A few years ago we took a trip to Halifax where we visited the Maritime Museum of the Atlantic’s permanent exhibit on the Titanic. While the Titanic survivors went on to New York, those who were not so lucky were brought to Halifax. The exhibit at this museum contained actual artifacts found during the rescue as well as a few photo stations to make you feel as though you were entering the most elegant areas of the ship. Fast forward a few years and we find ourselves living in a town where two of the Titanic survivors are buried. In the time since we arrived here we came across an interesting cookbook titled Last Dinner on the Titanic which contains menus and recipes from the ship. Written by Rich Archbold and Dana McCauley, the menus are exact replications of menus that were served. The book itself is a great read if you are interested in history or the history of food. It is one of those books that gives such an amazing visual recreation you feel like you are actually there. With the 107th anniversary of sinking of the Titanic here, we thought it would be the perfect time to recreate one of the recipes from this book.
We are in culinary love with champagne vinegar. We can’t always find it, but when we do we stock up. Our favorite brand is Sonoma. We love to use this in vinaigrettes because it offers a much more subtle flavor than some of our other go to choices. When we saw the recipe for Asparagus Salad with Champagne-Saffron Vinaigrette we knew that we had found our match. As hard as it is to find the champagne vinegar at less than $10 a bottle, it is even more difficult to find good saffron that won’t cost as much as your mortgage.

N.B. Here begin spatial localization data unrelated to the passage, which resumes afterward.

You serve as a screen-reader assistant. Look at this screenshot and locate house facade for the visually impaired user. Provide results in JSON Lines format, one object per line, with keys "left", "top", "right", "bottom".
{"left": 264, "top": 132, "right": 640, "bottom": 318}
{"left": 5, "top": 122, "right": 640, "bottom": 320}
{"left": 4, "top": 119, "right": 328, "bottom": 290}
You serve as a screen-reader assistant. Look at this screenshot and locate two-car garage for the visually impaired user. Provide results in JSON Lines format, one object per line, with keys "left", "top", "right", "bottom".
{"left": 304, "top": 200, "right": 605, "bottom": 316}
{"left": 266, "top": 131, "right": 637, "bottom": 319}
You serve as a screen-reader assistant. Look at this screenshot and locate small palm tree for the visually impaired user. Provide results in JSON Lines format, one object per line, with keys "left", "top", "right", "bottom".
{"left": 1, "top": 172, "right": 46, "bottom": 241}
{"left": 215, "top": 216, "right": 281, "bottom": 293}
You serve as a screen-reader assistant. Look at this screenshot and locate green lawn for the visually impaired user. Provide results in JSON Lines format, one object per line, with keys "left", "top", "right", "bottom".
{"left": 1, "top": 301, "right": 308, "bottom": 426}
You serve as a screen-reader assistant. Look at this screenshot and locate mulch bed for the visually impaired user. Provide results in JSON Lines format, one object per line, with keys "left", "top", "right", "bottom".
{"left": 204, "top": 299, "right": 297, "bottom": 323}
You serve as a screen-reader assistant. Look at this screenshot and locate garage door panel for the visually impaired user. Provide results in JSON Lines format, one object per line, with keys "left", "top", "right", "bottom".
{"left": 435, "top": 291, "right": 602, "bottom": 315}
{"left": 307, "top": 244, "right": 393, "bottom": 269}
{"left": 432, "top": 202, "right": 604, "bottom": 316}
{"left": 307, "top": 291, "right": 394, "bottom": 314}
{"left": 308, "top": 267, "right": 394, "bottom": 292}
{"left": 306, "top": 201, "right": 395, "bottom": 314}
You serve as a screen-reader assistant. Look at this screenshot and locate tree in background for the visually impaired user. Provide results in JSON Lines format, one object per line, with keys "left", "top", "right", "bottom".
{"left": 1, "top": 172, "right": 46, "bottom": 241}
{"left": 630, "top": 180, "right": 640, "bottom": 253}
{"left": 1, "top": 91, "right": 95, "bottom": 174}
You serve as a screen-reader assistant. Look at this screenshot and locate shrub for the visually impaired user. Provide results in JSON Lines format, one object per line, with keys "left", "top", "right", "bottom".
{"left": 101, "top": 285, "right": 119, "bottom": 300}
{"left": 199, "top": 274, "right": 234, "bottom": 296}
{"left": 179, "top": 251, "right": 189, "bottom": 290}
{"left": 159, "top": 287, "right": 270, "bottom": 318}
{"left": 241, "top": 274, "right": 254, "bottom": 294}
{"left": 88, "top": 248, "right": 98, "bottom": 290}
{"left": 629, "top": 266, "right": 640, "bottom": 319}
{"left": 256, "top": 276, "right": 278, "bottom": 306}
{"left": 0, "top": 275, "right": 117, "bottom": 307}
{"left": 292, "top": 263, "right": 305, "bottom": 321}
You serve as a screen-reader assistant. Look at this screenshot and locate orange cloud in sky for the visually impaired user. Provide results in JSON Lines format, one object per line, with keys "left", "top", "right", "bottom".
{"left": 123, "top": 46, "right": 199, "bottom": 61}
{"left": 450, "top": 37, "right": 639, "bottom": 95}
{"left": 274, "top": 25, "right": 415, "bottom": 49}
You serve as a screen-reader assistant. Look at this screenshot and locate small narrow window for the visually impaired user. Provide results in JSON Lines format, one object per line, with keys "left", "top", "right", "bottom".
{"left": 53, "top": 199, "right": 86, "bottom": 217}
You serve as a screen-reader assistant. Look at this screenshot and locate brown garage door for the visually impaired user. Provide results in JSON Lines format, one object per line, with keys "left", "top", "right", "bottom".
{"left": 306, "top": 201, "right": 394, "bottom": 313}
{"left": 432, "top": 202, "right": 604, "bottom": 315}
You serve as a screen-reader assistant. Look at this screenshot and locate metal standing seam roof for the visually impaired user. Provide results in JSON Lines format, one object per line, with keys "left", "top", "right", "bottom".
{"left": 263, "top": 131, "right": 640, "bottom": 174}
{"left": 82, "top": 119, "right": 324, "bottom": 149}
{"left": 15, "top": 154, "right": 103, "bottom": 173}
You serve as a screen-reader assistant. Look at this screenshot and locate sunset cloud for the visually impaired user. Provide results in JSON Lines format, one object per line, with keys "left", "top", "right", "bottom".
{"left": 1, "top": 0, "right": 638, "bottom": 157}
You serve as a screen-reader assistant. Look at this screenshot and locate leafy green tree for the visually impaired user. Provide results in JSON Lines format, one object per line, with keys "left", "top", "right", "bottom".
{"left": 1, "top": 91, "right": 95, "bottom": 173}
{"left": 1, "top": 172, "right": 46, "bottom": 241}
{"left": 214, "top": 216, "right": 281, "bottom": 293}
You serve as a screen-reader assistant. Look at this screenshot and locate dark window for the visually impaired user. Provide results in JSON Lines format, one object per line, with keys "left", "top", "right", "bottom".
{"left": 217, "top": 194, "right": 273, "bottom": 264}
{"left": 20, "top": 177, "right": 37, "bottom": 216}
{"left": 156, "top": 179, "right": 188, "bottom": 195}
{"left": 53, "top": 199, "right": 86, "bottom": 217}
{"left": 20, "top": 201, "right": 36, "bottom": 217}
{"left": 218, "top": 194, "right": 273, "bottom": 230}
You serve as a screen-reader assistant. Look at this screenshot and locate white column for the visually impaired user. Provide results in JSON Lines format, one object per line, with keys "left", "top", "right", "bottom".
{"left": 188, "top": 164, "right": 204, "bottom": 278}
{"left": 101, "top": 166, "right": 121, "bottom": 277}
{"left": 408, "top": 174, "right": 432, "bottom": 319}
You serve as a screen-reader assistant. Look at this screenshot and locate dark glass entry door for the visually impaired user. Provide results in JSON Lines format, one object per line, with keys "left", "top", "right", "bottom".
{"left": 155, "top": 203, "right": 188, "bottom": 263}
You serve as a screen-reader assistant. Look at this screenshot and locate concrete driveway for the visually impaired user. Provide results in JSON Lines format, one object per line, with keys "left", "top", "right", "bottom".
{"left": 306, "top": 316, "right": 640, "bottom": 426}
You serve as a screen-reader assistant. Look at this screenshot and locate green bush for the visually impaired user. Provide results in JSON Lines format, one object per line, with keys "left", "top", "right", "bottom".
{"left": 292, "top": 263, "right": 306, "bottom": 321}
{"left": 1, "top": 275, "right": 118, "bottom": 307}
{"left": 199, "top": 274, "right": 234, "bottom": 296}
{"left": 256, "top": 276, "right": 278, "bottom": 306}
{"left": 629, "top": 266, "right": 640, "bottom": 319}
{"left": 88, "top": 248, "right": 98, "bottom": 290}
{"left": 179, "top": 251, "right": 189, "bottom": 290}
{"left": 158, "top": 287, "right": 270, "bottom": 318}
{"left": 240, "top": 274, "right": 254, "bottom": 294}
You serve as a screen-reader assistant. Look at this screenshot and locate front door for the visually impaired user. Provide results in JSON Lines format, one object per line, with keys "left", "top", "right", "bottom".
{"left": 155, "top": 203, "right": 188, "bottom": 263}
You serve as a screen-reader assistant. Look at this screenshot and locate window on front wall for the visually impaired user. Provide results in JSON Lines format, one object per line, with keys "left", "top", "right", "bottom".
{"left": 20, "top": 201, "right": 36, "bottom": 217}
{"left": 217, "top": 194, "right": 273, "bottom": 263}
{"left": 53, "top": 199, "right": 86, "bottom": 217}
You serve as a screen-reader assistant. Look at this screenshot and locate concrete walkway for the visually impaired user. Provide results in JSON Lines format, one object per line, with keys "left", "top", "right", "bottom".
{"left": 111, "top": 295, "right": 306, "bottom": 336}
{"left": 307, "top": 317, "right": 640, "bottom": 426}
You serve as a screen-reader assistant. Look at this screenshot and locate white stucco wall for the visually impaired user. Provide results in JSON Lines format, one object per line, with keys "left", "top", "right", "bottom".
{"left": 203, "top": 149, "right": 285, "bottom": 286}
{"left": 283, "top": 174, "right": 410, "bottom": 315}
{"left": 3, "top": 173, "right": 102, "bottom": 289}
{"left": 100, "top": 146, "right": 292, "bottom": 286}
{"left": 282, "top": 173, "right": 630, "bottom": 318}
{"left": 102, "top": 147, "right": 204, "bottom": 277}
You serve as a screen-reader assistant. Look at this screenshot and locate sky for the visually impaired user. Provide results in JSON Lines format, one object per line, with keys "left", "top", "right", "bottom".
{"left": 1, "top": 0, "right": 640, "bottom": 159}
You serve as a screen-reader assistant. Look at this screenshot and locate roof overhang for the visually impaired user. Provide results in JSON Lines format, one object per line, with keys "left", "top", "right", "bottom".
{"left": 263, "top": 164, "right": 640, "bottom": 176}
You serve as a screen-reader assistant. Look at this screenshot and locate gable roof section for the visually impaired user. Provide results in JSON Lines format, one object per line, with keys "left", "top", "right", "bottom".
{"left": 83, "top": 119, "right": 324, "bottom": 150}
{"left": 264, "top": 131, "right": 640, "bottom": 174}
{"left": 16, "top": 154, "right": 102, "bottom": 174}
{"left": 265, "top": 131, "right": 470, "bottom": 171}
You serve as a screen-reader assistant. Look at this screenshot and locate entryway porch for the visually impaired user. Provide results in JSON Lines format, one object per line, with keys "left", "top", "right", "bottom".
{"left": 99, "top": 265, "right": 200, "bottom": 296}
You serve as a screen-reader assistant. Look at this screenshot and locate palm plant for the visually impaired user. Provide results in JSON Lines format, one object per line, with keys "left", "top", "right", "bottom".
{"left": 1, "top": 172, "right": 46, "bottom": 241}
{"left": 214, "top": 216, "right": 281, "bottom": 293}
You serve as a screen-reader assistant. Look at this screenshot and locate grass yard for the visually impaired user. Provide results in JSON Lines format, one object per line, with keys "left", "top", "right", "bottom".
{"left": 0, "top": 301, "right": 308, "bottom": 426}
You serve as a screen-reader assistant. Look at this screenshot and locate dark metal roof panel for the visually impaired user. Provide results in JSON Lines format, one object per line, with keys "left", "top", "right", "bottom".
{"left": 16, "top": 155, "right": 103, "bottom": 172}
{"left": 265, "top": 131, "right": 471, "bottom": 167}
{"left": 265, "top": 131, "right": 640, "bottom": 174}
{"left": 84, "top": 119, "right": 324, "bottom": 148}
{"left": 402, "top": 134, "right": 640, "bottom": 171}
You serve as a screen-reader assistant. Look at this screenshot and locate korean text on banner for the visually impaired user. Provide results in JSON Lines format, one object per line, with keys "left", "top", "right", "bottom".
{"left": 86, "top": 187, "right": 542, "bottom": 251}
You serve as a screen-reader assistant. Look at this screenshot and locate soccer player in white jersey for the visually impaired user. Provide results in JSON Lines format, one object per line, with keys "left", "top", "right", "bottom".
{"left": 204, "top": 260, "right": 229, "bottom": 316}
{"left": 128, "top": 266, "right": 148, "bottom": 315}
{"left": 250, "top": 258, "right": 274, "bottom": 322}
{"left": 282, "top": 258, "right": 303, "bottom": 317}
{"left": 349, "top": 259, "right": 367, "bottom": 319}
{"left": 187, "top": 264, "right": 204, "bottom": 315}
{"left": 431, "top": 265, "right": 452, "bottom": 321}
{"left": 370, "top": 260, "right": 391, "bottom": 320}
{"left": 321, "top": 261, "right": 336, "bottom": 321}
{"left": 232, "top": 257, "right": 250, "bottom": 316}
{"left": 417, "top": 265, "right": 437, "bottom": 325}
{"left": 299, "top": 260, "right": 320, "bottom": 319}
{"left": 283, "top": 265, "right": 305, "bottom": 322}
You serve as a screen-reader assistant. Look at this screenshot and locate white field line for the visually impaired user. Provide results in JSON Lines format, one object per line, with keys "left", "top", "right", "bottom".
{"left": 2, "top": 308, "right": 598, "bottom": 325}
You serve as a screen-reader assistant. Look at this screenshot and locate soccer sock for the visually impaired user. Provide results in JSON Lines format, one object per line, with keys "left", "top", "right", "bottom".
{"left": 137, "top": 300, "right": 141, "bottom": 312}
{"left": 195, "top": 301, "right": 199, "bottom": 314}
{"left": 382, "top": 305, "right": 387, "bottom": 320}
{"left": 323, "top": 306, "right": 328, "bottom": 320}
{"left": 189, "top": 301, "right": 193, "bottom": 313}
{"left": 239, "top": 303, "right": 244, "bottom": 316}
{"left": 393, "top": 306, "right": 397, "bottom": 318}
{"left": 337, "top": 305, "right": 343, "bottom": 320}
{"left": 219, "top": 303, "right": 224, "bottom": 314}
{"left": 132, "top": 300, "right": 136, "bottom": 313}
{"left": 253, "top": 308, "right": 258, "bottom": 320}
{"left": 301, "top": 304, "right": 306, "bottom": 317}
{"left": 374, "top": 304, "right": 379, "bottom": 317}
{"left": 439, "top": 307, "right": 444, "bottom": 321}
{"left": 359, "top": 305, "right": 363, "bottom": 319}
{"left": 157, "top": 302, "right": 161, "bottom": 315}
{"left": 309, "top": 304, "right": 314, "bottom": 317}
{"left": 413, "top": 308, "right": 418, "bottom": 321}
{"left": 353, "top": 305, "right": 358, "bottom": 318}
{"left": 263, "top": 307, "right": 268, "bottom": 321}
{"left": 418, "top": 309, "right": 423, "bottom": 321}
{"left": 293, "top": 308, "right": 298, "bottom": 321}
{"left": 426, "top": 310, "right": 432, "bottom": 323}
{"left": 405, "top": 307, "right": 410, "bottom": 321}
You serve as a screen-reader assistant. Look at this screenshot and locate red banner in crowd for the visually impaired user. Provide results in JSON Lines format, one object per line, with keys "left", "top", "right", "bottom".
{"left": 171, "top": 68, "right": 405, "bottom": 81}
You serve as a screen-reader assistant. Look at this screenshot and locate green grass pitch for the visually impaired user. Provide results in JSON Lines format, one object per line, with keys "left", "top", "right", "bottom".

We started by snapping our asparagus stalks at the bottoms where they naturally bend. The asparagus was then blanched quickly and put into an ice bath before drying them out on a baking rack. Making vinaigrettes at home is so easy. It also means you are not getting all the preservatives that are found in salad dressings you buy at the market. For this vinaigrette we started by taking 1/4 teaspoon of the saffron threads and putting them in a little bowl with 1 teaspoon of boiling water. This process softened the threads and made them expand. We let this mixture stand for a few minutes and then added the 1 1/2 tablespoons of champagne vinegar, 1/2 teaspoon of Dijon mustard and a pinch of sugar. While whisking we added in 3 tablespoons of olive oil and seasoned with salt and pepper. The asparagus was added to the bowl along with 1/2 of a yellow pepper which we diced. This was tossed together to coat the vegetables. We served ours on a bed of lettuce. The book tells us that on the Titanic “the asparagus would have been presented in elongated dishes and served with special asparagus tongs”…when we read that we thought our next estate sale treasure hunt might well be for a pair of asparagus tongs…since we are a bit addicted to interesting kitchen utensils. This was a lovely light lunch. I will say that when you make your own vinaigrettes at home they are prone to separating because of the lack of additives that keep store bought dressings combined. Home made vinaigrettes are temporary emulsions so don’t be too hard on yourself if they separate. It is completely normal.
This might be a wee bit gruesome, but we are thinking it might be fun to recreate the entire menu one night for a little dinner party….followed of course with a viewing of the 1997 version of the movie with the same name. Who’s in?